Introduction
Hugging Face’s Generative AI Services (HUGS) make deploying and managing LLMs easier and faster. Now, with DigitalOcean’s 1-Click deployment for HUGS on GPU droplets, you can set up, scale, and optimize LLMs on a cloud infrastructure tailored for high performance. This guide walks you through deploying HUGS on a DigitalOcean GPU droplet, integrating it with Open WebUI, and explains why this setup is ideal for seamless, scalable LLM inference.
Prerequisites
- A DigitalOcean account with access to GPU droplets
- Familiarity with SSH and basic Docker commands
- An SSH key for logging into your droplet
Step 1: Create and Access Your GPU Droplet
-
Set up the Droplet:
Go to DigitalOcean’s Droplets page and create a new GPU droplet using the Hugging Face HUGS 1-Click Deployment option. -
Access the Console:
Once your droplet is ready, click on its name in the Droplets section and select Launch Web Console. -
Make a note of the Message of the Day (MOTD): This contains the bearer token and inference endpoint for API access—you’ll need this later.
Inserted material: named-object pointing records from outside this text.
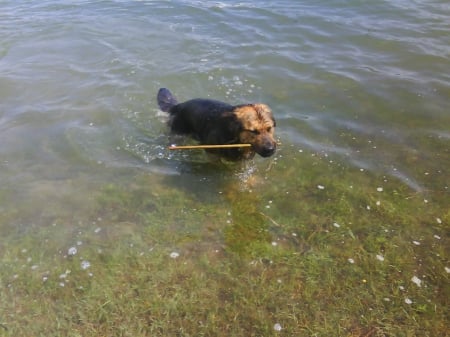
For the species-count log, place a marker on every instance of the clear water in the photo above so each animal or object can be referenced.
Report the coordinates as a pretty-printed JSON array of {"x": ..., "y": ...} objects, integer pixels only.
[{"x": 360, "y": 91}]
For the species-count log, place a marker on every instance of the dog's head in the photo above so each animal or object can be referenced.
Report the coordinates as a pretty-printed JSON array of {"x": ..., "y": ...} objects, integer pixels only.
[{"x": 256, "y": 127}]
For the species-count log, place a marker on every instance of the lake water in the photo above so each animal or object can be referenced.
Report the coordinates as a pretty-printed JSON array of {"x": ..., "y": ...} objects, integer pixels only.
[{"x": 362, "y": 85}]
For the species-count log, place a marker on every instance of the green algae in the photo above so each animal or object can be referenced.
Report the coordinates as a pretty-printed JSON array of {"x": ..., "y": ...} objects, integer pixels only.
[{"x": 316, "y": 247}]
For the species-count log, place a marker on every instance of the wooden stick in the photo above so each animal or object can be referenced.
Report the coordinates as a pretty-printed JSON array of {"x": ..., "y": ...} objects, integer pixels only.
[{"x": 219, "y": 146}]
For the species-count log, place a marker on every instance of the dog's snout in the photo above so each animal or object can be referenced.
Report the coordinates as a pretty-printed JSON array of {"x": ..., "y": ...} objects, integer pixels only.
[{"x": 268, "y": 149}]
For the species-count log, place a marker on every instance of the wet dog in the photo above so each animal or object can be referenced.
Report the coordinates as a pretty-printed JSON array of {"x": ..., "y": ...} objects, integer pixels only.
[{"x": 213, "y": 122}]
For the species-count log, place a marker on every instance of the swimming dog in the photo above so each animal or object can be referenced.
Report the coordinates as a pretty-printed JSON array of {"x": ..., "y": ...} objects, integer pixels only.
[{"x": 213, "y": 122}]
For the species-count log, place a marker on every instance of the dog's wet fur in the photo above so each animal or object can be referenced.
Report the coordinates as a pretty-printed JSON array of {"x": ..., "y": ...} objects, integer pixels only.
[{"x": 213, "y": 122}]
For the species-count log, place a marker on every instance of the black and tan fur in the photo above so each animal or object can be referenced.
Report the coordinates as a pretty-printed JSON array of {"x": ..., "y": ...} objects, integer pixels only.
[{"x": 213, "y": 122}]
Step 2: Start Hugging Face HUGS
Hugging Face HUGS will automatically start after droplet setup. To verify, check the status of the Caddy service managing the inference API:
sudo systemctl status caddy
bash
Allow 5-10 minutes for the model to fully load. Planned future updates aim to reduce this warm-up time.
Step 3: Start Open WebUI
Launch Open WebUI using Docker on another droplet:
docker run -d -p 3000:8080 --add-host=host.docker.internal:host-gateway -v open-webui:/app/backend/data --name open-webui --restart always ghcr.io/open-webui/open-webui:main
bash
Once Open WebUI is running, access it at http://<your_droplet_ip>:3000
.
Step 4: Integrate HUGS with Open WebUI
To connect Open WebUI with Hugging Face HUGS:
-
Open Settings:
- In Open WebUI, click your user icon at the bottom left, then click Settings.
-
Go to Admin:
- Navigate to the Admin tab, then select Connections.
-
Set the Inference Endpoint:
- In the API link field, enter your droplet’s IP followed by
/v1
. If a specific port is required, include it, e.g.,http://<your_droplet_ip>/v1
. - Use the API token from the MOTD for authentication.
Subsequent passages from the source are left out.